どんな分野にも言えることですが、最初はよくわからないものですから。
本記事では、電気初心者の方でもわかりやすいように、電気回路を理解するための基本中の基本から順を追って解説していきます。
まずは、直流回路についてです。

今回は、「短絡と開放」についての説明です。

1.ポイント

短絡

電位差のある2点間を抵抗値の小さな導体で接続した状態のこと。

開放

回路の一部が途切れている状態のこと。

2.短絡とは?

電源に抵抗が一つ繋がった単純な回路があったとします。

図1

この抵抗Rの両端である端子AB間には、電位差がE[V]あります。
この時、端子AB間を図2のように直接電線で接続したとします。

図2

この状態のことを短絡またはショートと呼びます。
言葉では、「抵抗Rを短絡させる」と言います。

図2のように抵抗Rを短絡させると何が起きるのかというと、抵抗Rにほぼ電流が流れなくなります
電線も抵抗値を持ちますが、電流を流すための経路なので当然抵抗値は低いです。
結果、抵抗Rにはほぼ電流が流れず、電線側にほぼ全ての電流が流れてしまうのです。

例えば、目の前にちょっと渋滞している道と全く混んでいない道があったとしたら、あなたはどちらの道を通りますか?
混んでいない道を通るでしょう?
この考えが電気回路にも適用できて、電流の流れを妨げようとしている渋滞した道(抵抗R側)と電流の流れをほぼ妨げる気が無い空いた道(導線側)が目の前にあったら、電子はみんな導線側を通るんです。

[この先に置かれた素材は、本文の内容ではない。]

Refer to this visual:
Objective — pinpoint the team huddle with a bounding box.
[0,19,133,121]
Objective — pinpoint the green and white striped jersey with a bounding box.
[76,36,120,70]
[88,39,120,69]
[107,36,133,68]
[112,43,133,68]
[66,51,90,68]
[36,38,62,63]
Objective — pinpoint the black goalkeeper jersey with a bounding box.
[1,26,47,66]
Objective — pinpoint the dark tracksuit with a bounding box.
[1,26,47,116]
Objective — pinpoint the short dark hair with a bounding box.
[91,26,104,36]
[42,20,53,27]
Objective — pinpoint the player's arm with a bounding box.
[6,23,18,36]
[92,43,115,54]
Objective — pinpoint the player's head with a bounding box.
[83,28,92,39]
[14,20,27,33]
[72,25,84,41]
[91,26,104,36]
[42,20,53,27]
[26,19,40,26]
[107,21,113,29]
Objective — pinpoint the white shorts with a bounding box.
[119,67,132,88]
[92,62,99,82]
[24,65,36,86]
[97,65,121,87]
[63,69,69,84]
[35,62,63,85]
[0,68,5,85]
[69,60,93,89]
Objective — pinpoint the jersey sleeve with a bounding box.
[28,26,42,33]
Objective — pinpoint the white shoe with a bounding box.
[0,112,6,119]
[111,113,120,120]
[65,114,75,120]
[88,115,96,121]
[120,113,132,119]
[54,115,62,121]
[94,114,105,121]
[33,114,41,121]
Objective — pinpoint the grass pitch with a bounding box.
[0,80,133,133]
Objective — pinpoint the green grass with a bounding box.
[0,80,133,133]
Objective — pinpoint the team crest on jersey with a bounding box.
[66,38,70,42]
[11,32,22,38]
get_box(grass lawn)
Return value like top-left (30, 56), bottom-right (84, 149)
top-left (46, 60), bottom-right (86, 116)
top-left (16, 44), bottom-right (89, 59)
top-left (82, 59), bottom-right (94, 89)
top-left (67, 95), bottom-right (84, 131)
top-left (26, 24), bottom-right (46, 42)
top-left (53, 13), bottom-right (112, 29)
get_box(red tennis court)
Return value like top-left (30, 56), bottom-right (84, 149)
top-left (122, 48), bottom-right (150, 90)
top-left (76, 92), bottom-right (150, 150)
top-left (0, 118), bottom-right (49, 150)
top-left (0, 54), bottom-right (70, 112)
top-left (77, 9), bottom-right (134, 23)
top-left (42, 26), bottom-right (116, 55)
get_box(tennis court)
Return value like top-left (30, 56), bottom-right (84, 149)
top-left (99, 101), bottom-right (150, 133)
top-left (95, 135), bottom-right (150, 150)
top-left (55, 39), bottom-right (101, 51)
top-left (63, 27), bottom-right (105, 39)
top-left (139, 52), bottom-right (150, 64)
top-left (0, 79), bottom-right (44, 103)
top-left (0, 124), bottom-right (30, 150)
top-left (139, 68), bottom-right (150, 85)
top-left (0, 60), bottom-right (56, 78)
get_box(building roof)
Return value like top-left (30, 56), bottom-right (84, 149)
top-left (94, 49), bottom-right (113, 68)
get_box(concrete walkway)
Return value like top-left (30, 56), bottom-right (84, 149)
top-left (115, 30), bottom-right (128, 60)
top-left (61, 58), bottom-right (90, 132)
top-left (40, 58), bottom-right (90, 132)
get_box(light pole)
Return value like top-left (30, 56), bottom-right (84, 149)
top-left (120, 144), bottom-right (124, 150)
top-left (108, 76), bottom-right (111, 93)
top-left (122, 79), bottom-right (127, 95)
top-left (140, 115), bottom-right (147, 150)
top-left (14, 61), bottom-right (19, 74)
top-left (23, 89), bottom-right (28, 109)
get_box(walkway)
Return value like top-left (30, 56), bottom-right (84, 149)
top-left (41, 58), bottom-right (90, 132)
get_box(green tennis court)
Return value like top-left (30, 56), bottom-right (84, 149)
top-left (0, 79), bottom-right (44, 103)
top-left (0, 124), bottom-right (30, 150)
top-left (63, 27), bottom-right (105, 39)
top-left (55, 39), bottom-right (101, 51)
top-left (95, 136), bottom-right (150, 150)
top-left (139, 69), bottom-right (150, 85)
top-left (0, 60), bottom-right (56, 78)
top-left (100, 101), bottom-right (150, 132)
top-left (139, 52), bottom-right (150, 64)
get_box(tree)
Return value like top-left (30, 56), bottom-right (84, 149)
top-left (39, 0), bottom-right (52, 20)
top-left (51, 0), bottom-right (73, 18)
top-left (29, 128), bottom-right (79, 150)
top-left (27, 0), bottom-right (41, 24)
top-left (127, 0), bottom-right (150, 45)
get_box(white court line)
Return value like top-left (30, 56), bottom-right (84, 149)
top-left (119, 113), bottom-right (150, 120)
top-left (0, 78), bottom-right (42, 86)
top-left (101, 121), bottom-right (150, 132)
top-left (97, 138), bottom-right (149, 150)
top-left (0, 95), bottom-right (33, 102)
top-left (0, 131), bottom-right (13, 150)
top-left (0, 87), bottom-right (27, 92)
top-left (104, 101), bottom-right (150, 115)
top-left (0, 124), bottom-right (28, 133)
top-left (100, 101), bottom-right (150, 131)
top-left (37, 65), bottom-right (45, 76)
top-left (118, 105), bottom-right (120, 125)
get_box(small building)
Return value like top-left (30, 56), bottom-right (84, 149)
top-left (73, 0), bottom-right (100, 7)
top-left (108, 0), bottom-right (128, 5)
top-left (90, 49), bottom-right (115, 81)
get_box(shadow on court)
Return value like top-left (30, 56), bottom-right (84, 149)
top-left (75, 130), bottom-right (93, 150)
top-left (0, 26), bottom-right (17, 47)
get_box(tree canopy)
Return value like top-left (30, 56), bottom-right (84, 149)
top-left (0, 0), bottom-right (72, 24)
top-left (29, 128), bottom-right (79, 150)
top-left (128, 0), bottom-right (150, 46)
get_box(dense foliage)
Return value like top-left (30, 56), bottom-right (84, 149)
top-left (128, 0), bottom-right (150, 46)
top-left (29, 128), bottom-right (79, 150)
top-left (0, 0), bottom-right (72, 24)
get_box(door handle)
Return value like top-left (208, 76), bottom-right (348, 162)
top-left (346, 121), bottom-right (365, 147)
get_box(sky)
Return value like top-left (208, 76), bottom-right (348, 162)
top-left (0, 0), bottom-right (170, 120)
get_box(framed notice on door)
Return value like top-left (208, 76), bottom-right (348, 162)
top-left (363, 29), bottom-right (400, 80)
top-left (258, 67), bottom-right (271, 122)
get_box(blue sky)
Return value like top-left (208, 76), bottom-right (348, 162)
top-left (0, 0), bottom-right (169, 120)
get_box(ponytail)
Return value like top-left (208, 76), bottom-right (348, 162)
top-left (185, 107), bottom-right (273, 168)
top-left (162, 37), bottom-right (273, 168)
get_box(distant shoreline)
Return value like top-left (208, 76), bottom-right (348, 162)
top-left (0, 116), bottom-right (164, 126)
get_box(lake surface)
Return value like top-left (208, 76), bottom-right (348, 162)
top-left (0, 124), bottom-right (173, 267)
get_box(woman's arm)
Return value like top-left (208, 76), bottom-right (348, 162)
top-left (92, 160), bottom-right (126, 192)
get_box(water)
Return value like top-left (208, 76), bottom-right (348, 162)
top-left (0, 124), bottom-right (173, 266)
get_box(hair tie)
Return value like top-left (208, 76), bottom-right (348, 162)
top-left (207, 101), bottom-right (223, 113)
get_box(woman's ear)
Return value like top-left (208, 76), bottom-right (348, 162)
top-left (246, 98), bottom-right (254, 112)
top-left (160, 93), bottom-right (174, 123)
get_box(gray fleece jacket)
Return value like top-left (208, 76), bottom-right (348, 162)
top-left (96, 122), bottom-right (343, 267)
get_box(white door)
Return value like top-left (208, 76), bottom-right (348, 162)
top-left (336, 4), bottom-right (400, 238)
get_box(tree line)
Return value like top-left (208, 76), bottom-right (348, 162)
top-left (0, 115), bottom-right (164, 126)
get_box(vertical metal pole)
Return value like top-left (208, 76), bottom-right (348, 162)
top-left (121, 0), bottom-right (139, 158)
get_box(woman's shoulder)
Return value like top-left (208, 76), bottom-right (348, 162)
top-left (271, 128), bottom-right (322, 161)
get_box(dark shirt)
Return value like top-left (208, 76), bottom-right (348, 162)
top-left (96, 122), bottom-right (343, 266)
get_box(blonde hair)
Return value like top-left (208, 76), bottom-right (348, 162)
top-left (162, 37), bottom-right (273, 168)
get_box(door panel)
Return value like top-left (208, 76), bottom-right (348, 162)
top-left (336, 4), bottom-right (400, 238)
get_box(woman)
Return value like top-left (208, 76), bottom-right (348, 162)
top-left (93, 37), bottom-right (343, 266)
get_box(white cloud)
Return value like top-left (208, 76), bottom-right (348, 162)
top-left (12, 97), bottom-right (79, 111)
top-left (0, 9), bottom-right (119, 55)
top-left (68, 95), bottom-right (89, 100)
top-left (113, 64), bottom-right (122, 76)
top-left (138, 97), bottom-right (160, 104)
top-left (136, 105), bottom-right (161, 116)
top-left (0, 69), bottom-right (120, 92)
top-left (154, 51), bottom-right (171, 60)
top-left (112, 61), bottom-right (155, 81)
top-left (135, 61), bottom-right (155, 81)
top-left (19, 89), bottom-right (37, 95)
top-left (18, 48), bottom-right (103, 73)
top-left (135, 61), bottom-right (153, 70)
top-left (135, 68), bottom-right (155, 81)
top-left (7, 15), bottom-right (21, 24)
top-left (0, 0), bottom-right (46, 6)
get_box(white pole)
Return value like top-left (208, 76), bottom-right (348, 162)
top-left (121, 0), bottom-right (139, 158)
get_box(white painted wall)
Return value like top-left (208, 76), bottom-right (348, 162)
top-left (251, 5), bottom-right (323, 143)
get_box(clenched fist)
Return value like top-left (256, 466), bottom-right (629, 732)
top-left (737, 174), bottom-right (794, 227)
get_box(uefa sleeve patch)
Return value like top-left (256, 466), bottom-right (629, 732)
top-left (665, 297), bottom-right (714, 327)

通常時(図1)に回路に流れる電流はオームの法則よりE/Rです。

では、短絡した状態(図2)で回路に流れる電流はどうなるでしょうか?
電線の抵抗は非常に小さいので、そちらにほぼ流れてしまうと述べましたよね?
つまり、E/RのR部分がほぼ0Ωになるようなものなので、かなりの大電流が流れてしまいます。
短絡・ショートと言うと、火花が発生したり電線が発火したりといったトラブルをイメージする方が多いと思うのですが、これらの現象はこの大電流が原因です
電線には電流を流せる上限(定格という)が定められているので、電流が流れ過ぎて耐え切れなくなって発火しているのです

短絡した結果大電流が流れて火花現象や発火に結びつくことがありますが、それは短絡の副次的な効果を指しています。
抵抗の繋がっている経路をすっ飛ばして回路がショート(short:短い)になってしまうからショート、短く絡んだ回路構成になってしまうから短絡というわけですね
語呂合わせで覚えてしまいましょう。

3.開放とは?

開放とは、短絡の反対の現象のことです
つまり、文字通り回路を開放します。
読んで字の如く、回路を切ってしまうことを指しているのです。

図1の抵抗Rを開放すると、図3のようになります。

図3

電源に抵抗が繋いである回路において抵抗を開放すると言った場合、抵抗部分を取っ払って回路が繋がっていない・開いた状態になるだけです
回路が途切れるんですね。
回路は、電源のプラス側からマイナス側に繋がって“閉じる”ことで初めて電流が流れます。
なので、抵抗Rで開放された回路には電流が流れなくなります
短絡は危険を伴いますが、開放は回路が動作しなくなるだけなのがまだ幸いですね。

例えば、暑いから扇風機を付けようと思ってスイッチを押したら、扇風機が動かなかったとします。
よく見ると、コンセントに電源コードが繋がっていません。
これ、開放です。
コンセントから電源を供給するという回路があって初めて扇風機は回りますので、コンセントに電源ケーブルを挿し忘れることで回路が断絶しちゃっているんですね。

4.実際の短絡の事例

具体的にはどんな時に短絡が起こるのか記述していきます。

なぜ短絡の事例だけなのかというと、開放の事例はただ単にケーブルを接続していないだけだったりするので、解説する意味が無いんですよ。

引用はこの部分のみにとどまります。